It was her particular fad to get as many of these together as she could and to know the story of each. The less creditable the story, the more highly she valued the medal. People might think it was not a pretty hobby for a young girl, but they could not help smiling at the stories and at the scorn with which she told them.

“These,” she would say, “are crosses of the Legion of Honor; they are of the lowest degree, that of chevalier. I keep them in this cigar box to show how cheaply I got them and how cheaply I hold them. I think you can get them here in New York for ten dollars; they cost more than that—about a hundred francs—in Paris. At second-hand, of course. The French government can imprison you, you know, for ten years, if you wear one without the right to do so, but they have no punishment for those who choose to part with them for a mess of pottage.

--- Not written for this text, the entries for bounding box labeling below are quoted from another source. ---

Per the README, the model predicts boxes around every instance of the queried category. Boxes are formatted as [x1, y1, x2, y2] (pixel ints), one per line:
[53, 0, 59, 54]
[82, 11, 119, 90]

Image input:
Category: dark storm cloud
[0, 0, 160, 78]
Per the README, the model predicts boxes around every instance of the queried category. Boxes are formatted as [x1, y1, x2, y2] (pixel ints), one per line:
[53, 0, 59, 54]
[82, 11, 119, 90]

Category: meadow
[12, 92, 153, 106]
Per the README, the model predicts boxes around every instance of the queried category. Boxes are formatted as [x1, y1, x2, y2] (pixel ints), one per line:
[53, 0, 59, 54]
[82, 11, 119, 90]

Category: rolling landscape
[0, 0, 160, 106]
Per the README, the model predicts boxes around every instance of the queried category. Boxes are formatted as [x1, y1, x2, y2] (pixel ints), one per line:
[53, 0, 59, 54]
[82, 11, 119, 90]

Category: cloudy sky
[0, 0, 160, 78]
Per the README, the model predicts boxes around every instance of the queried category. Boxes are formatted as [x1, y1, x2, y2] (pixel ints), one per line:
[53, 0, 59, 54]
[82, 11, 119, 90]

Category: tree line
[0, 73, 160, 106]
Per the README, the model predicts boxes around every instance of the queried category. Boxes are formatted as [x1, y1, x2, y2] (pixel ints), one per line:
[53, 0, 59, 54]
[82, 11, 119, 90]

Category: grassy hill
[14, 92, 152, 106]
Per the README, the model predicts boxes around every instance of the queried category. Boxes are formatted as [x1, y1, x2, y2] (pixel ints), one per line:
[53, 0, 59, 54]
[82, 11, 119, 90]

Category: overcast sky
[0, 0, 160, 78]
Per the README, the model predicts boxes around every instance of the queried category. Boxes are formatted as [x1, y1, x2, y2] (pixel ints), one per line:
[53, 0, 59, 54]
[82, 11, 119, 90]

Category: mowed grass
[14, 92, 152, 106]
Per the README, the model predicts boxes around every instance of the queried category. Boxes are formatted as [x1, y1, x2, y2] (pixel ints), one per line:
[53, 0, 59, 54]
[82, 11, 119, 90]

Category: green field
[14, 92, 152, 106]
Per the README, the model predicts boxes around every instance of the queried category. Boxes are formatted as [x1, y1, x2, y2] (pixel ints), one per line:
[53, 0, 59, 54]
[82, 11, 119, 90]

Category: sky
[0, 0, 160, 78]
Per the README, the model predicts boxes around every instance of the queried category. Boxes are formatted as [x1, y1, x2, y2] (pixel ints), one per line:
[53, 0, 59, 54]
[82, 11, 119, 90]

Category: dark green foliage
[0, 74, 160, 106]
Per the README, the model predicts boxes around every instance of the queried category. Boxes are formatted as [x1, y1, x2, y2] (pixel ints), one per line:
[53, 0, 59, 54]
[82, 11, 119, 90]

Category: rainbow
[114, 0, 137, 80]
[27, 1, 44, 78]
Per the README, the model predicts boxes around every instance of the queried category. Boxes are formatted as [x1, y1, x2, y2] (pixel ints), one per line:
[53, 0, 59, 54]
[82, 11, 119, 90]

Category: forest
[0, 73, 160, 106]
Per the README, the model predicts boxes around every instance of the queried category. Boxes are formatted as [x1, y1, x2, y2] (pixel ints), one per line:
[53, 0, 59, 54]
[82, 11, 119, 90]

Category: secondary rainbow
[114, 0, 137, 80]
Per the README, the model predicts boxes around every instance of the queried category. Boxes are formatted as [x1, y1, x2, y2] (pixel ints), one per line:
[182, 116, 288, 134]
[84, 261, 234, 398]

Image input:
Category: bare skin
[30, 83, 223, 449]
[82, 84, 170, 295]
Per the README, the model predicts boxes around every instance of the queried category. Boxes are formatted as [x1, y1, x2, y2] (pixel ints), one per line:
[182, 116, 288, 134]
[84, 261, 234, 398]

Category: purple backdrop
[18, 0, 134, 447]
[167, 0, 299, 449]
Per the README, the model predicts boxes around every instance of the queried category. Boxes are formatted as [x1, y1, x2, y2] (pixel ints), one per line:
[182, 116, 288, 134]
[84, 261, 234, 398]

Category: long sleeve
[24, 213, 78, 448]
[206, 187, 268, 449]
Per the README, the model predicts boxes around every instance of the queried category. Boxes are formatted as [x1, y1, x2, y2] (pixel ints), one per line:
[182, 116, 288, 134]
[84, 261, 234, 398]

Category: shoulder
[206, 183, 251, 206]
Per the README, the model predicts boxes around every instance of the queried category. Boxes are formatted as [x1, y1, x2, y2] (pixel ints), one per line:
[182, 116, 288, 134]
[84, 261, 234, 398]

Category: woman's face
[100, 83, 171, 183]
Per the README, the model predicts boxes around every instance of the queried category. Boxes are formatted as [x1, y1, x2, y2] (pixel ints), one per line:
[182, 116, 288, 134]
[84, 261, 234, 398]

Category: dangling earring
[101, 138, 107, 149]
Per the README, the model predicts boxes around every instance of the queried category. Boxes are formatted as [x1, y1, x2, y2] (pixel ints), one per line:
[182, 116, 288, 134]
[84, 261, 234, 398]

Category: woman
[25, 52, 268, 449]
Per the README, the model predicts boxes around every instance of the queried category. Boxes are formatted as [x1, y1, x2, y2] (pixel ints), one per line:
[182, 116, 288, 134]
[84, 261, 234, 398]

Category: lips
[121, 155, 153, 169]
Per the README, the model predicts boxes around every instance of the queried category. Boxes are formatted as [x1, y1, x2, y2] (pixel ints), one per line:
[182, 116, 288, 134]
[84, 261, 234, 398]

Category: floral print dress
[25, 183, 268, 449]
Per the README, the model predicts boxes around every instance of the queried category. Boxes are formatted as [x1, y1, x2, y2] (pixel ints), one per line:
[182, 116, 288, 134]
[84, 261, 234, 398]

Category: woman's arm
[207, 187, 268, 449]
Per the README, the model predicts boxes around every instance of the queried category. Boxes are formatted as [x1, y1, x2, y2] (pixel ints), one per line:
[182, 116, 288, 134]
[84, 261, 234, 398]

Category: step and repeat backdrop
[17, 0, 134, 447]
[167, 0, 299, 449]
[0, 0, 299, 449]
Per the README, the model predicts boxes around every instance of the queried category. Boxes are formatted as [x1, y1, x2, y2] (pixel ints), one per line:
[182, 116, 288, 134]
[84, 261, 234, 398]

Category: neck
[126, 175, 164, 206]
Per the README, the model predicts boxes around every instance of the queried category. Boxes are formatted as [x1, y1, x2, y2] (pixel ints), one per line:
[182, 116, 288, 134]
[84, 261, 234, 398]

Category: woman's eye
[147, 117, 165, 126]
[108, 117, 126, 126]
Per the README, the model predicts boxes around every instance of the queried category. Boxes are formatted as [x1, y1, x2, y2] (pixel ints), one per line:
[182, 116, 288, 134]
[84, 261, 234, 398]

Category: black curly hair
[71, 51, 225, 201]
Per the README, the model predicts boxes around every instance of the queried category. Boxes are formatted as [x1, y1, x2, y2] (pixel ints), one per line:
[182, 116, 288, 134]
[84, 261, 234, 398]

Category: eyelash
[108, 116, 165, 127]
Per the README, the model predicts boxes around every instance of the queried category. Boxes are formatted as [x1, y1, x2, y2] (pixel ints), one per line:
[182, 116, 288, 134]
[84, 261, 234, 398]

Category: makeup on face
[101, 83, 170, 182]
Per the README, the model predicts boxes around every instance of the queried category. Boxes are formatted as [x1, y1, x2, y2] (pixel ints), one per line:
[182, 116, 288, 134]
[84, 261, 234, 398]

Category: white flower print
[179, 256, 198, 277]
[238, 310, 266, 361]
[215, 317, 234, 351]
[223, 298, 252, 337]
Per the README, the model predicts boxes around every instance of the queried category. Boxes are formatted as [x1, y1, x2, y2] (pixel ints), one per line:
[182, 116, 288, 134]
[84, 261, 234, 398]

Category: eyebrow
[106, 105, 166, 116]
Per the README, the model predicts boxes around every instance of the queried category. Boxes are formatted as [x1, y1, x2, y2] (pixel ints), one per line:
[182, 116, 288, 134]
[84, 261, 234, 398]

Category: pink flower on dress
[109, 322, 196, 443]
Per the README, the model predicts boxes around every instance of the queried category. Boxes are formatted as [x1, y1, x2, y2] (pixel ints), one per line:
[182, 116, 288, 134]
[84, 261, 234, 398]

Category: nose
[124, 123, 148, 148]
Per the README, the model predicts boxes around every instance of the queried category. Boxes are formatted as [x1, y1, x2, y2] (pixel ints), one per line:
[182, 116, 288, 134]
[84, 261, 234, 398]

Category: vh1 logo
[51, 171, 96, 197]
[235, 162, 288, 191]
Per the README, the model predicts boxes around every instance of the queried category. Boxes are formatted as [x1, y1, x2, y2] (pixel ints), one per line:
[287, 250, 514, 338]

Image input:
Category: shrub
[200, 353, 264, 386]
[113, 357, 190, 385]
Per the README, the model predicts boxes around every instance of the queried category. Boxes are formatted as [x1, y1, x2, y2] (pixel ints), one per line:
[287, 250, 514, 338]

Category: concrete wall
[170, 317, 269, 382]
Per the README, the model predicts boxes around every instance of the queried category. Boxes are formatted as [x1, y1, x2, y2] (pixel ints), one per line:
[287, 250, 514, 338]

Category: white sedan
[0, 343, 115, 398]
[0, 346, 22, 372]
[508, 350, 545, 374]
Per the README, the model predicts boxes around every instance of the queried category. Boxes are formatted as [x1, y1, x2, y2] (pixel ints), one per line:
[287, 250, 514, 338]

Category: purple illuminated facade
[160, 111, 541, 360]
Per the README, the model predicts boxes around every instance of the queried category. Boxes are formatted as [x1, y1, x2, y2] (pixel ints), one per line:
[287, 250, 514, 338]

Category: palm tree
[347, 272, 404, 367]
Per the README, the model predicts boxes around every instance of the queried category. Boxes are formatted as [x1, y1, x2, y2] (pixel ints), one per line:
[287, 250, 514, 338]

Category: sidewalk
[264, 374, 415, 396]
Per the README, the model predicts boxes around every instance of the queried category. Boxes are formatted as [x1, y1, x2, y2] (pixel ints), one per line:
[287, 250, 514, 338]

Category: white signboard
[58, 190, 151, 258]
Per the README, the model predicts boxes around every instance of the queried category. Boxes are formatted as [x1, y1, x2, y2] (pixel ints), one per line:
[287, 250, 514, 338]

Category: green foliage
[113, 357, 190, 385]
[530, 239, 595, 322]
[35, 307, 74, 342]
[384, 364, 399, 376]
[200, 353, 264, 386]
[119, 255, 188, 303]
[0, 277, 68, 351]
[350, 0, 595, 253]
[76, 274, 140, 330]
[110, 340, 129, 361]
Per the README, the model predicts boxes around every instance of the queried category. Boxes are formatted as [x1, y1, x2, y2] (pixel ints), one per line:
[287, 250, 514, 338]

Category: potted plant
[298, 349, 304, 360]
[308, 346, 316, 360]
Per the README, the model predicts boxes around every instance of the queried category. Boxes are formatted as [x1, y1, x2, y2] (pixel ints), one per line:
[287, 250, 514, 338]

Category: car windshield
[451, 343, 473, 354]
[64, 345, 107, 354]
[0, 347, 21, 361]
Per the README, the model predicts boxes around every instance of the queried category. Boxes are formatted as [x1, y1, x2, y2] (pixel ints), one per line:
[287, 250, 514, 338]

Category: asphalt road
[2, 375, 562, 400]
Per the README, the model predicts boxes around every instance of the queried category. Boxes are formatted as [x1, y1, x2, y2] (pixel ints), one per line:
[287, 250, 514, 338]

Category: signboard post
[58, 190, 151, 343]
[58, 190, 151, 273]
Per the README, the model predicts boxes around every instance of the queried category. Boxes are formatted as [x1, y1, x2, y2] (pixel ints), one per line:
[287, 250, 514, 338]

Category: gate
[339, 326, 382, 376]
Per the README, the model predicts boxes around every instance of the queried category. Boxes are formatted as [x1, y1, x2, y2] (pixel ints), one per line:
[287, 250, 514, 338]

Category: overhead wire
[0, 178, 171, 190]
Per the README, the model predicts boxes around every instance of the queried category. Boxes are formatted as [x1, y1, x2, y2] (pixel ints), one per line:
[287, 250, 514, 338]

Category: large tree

“All these,” she would run on, “are English war medals. See, on this one is 'Alma,' 'Balaclava,' and 'Sebastopol.' He was quite a veteran, was he not? Well, he sold this to a dealer on Wardour Street, London, for five and six. You can get any number of them on the Bowery for their weight in silver. I tried very hard to get a Victoria Cross when I was in England, and I only succeeded in getting this one after a great deal of trouble. They value the cross so highly, you know, that it is the only other decoration in the case which holds the Order of the Garter in the Jewel Room at the Tower. It is made of copper, so that its intrinsic value won't have any weight with the man who gets it, but I bought this nevertheless for five pounds. The soldier to whom it belonged had loaded and fired a cannon all alone when the rest of the men about the battery had run away. He was captured by the enemy, but retaken immediately afterward by re-enforcements from his own side, and the general in command recommended him to the Queen for decoration. He sold his cross to the proprietor of a curiosity shop and drank himself to death. I felt rather meanly about keeping it and hunted up his widow to return it to her, but she said I could have it for a consideration.

“This gold medal was given, as you see, to 'Hiram J. Stillman, of the sloop Annie Barker, for saving the crew of the steamship Olivia, June 18, 1888,' by the President of the United States and both houses of Congress. I found it on Baxter Street in a pawnshop. The gallant Hiram J. had pawned it for sixteen dollars and never came back to claim it.”

“But, Miss Catherwaight,” some optimist would object, “these men undoubtedly did do something brave and noble once. You can't get back of that; and they didn't do it for a medal, either, but because it was their duty. And so the medal meant nothing to them: their conscience told them they had done the right thing; they didn't need a stamped coin to remind them of it, or of their wounds, either, perhaps.”

“Quite right; that's quite true,” Miss Catherwaight would say. “But how about this? Look at this gold medal with the diamonds: 'Presented to Colonel James F. Placer by the men of his regiment, in camp before Richmond.' Every soldier in the regiment gave something toward that, and yet the brave gentleman put it up at a game of poker one night, and the officer who won it sold it to the man who gave it to me. Can you defend that?”

Miss Catherwaight was well known to the proprietors of the pawnshops and loan offices on the Bowery and Park Row. They learned to look for her once a month, and saved what medals they received for her and tried to learn their stories from the people who pawned them, or else invented some story which they hoped would answer just as well.

Though her brougham produced a sensation in the unfashionable streets into which she directed it, she was never annoyed. Her maid went with her into the shops, and one of the grooms always stood at the door within call, to the intense delight of the neighborhood. And one day she found what, from her point of view, was a perfect gem. It was a poor, cheap-looking, tarnished silver medal, a half-dollar once, undoubtedly, beaten out roughly into the shape of a heart and engraved in script by the jeweller of some country town. On one side were two clasped hands with a wreath around them, and on the reverse was this inscription: “From Henry Burgoyne to his beloved friend Lewis L. Lockwood”; and below, “Through prosperity and adversity.” That was all. And here it was among razors and pistols and family Bibles in a pawnbroker's window. What a story there was in that! These two boy friends, and their boyish friendship that was to withstand adversity and prosperity, and all that remained of it was this inscription to its memory like the wording on a tomb!

“He couldn't have got so much on it any way,” said the pawnbroker, entering into her humor. “I didn't lend him more'n a quarter of a dollar at the most.”

Miss Catherwaight stood wondering if the Lewis L. Lockwood could be Lewis Lockwood, the lawyer one read so much about. Then she remembered his middle name was Lyman, and said quickly, “I'll take it, please.”